Public Policy Foundation of West Virginia
An alumnus of Georgetown University Law Center with an LLM in taxation and a former president of West Liberty University, Robin Capehart has written several scholarly articles and other works, including a chapter in Unleashing Capitalism: Why Prosperity Stops at the West Virginia Border and How to Fix It, over the course of his career. Robin Capehart now serves as an independent consultant and a Senior Resident Fellow of the Public Policy Foundation of West Virginia (PPFWV).
The PPFWV brings together scholars from throughout the country to address issues that affect West Virginia. The scholars on which it relies for this expertise hail from multiple institutions, encompassing West Virginia University, West Liberty University, Marshall University, The University of Tennessee, and Ball State University.

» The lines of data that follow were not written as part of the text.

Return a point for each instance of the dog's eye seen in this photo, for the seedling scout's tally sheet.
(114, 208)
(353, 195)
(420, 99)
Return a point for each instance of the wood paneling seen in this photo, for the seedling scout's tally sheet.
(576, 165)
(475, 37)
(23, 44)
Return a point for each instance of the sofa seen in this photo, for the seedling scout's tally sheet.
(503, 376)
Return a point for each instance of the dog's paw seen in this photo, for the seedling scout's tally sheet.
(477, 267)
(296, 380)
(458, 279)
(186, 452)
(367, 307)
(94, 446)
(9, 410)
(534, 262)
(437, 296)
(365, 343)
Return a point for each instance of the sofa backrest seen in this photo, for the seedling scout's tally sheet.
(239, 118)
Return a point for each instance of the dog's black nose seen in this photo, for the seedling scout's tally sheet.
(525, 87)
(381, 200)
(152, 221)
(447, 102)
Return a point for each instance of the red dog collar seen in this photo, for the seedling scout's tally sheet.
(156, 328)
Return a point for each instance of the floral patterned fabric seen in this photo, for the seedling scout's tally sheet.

The PPFWV’s Research Team includes prominent figures such as the former administrator of the U.S. Department of Energy’s Energy Information Administration and the former Cabinet Secretary of the West Virginia Department of Tax and Revenue. Over the years, it has contributed to a number of economic impact studies and published several books, including both Unleashing Capitalism and Real Tax Reform, which have facilitated the evolution of the state’s public policy.

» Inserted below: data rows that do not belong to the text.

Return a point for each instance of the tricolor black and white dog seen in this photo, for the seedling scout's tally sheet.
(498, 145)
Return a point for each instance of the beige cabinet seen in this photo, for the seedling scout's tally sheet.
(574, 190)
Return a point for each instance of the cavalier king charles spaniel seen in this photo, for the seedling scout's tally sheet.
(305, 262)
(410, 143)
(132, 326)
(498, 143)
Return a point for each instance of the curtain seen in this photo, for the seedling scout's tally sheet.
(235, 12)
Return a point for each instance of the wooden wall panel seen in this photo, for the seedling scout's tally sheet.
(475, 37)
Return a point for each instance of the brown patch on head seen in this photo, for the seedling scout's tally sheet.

To learn more about the PPFWV and its research, visit www.ppfwv.org.
American Arbitration Association
Throughout his career Robin Capehart has served as an attorney, consultant, tax reform advocate, and president of West Liberty University, near Wheeling, West Virginia. In addition to his experience as a litigator and executive, former West Liberty president Robin Capehart served as a member of the Panel of Arbitrators with the American Arbitration Association.

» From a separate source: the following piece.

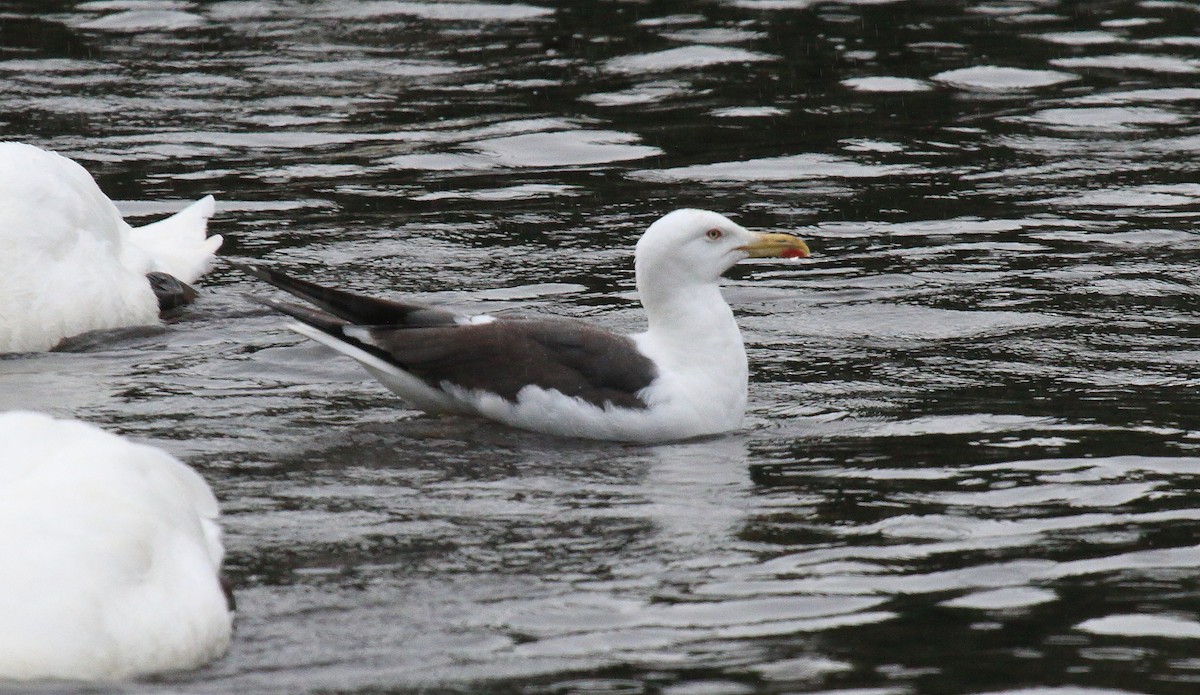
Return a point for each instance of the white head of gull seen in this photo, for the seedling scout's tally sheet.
(71, 264)
(111, 556)
(685, 376)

The American Arbitration Association recently rolled out a new set of rules and guidelines parties can use when they are required to have a three-party panel of arbitrators to preside over a case. Under the new system, each party in the case works with a single member of the panel throughout the bulk of the process, meeting only with the full three-member panel when evidence is to be presented or the final award is handed out.
There are two different tracks that can be used in the new guidelines. In the first option, the parties work together to choose the entire panel, with one member appointed to serve as chair. The chair will be the primary arbitrator during the early phases of arbitration. The second option allows parties to select only one arbitrator who will, again, handle all the procedures in the early stages of the case. Later, the parties will coordinate with AAA to seat the other two members of the panel no less than 60 days prior to any hearings in which the full panel needs to be assembled.